“L’Italia è orgogliosa di te”. Con queste parole il premier Mario Draghi si è congratulato con Lamont Marcell Jacobs, vincitore della medaglia d’oro nei cento metri alle Olimpiadi di Tokyo. In Italia il comprensibile orgoglio nazionale per gli atleti olimpici ha riacceso un dibattito sulla nazionalità. Quasi il 40 per cento dei componenti della squadra di atletica è nato all’estero o ha genitori stranieri, compreso Jacobs, nato in Texas da madre italiana.

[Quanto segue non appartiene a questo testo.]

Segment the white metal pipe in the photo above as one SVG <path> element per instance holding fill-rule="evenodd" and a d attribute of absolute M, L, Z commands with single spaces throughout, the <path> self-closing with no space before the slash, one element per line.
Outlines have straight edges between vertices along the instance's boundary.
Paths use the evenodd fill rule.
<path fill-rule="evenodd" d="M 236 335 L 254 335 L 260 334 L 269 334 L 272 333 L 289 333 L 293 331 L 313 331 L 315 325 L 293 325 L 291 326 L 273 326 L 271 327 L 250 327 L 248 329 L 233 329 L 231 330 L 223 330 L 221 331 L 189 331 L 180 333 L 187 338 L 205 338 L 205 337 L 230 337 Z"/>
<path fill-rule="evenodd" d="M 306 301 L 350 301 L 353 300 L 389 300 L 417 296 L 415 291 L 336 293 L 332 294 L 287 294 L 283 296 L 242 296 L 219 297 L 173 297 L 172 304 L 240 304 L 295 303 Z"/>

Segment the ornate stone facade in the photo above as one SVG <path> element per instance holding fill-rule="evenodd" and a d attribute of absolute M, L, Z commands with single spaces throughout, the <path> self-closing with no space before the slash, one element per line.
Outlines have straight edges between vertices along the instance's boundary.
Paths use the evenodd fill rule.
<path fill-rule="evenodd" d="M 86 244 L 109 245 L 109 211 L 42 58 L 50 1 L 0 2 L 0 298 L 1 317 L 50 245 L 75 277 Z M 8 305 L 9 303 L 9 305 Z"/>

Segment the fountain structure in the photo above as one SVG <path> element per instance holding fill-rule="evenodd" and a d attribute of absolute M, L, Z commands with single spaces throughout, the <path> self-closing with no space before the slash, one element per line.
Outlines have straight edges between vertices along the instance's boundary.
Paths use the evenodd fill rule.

In estate la ministra dell’interno Luciana Lamorgese ha proposto di modificare le norme sulla cittadinanza per promuovere l’integrazione. È una posizione condivisibile, visto che le leggi italiane sulla cittadinanza sono tra le più restrittive d’Europa. I bambini nati nel paese da genitori stranieri non possono chiedere la cittadinanza prima di compiere 18 anni, e il processo burocratico può durare fino a tre anni. Circa un milione di bambini residenti in Italia non ha la cittadinanza, compresi quelli che vanno a scuola e parlano perfettamente l’italiano. Mentre gli stranieri in grado di dimostrare di essere discendenti di italiani possono chiedere la cittadinanza, in base al principio dello ius sanguinis. Questo sistema favorisce la diaspora italiana ma ha creato una forma di cittadinanza basata sull’etnia che alimenta la discriminazione e i problemi d’identità in Italia. Alcuni paesi, come gli Stati Uniti, garantiscono la cittadinanza a chiunque nasca sul loro territorio (lo ius soli). Nessun paese d’Europa applica la stessa norma senza altre restrizioni, come i requisiti relativi alla residenza o alla cittadinanza di un genitore. Ma le regole italiane sono particolarmente severe. Le Francia permette ai figli degli immigrati di chiedere la cittadinanza a 13 anni.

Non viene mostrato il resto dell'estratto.